Five years ago, Tim and I met at a local eighteen and over hangout. We hit it off, hot and heavy. As in,
take me out to your truck and fuck me now
. In my defense, my self-control didn’t stand a chance when I saw his hazel eyes staring at me from across the dance floor. He started to walk towards me, and I could see his tan, muscular arms screaming inside his tight white T-shirt. Not to mention, the bulge in is pants was calling my name.
“Sasha! Sasha, let me out and play with me, and I will make you come like never before.”
I have, or should I say
did have
a strict, no sex on the first date policy. But it wasn’t
really
a date since we had just met, so it didn’t count. Or so I told myself the next day, when I woke up remembering the field trip to the parking lot to see if the little man could really live up to my fantasy. Unfortunately, it was not as great as I had hoped.
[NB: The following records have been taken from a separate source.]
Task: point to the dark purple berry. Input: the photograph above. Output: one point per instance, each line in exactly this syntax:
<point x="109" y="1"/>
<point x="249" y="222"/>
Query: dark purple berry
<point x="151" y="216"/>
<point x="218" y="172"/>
After starting off on the wrong foot with Tim “I recall him fumbling for his keys like a 16 year old boy about to lose his virginity, then him kissing me like he wanted to eat my face” I should have seen the signs telling me to slam on the brakes right then. But it had been almost a year since my last roll in the hay, so I was horny as hell, and thought he would make up for it when we got down to it. As we quickly undressed our lower halves, I was disappointed to see that the bulge was not as impressive as I had hoped, but it was still adequate. And then it happened:
Orgasm, party of one, please
exploded between our bodies, and I realized that I was not the
one
invited. He was very sweet and apologetic about his early finish though, and not a jerk that got what he was after, so I chalked my lack of an orgasm up to a seat belt buckle being lodged in a not so nice place, and thought he was at least worthy of a call back for a second chance.
Tim called the next afternoon and took me out on a real first date that
night to
Top Shots
, the local pool hall. He was a perfect gentleman the whole night, not even once alluding to the fact that he had already seen me naked and was just there to see it again later. Tim really had me fooled; he opened the doors for me, showed interest in what I had to say, and didn’t even look at another chick while we were together. I was hooked...even if he wasn’t all that great in the sack; I figured that could always be an acquired skill. I was once again entangled in the new relationship fog and could not see anything but him and his potential.
Long story short, I became fast friends with Megan and Sadie after meeting them at one of Tim’s parties. They were dating Tim’s friends, Matt and Will, and were part of the social group I was eager to join. A year or so later, Megan, Sadie, and I were out to dinner when they surprised me with a rather odd question.
“So, Sadie and I were wondering, what’s it like being in an open relationship?” Megan blurted. I could see them both fidgeting and eagerly awaiting my answer, as if I had the inside scoop on the next winning lottery ticket numbers or something.
My jaw dropped. I’m sure I looked like a deer in headlights, as I had no idea what they were talking about. Tim and I had been dating at that point for a year and a half, and had just gotten an apartment together. As far as I knew, it was just Tim and I in a monogamous relationship, heading down the road to our own version of
happily ever after
.
“Um...What?! What The hell are you talking about? I’m not in an open relationship!” I yelled.
Megan and Sadie were now in extreme panic mode, fumbling over their next words.
That was obviously not the answer they were looking for
. We had agreed a while back not to gossip about our relationships because we didn’t want all that drama in our circle of friends. I’m now regretting that pact, because I probably would have learned of Tim’s shenanigans much sooner.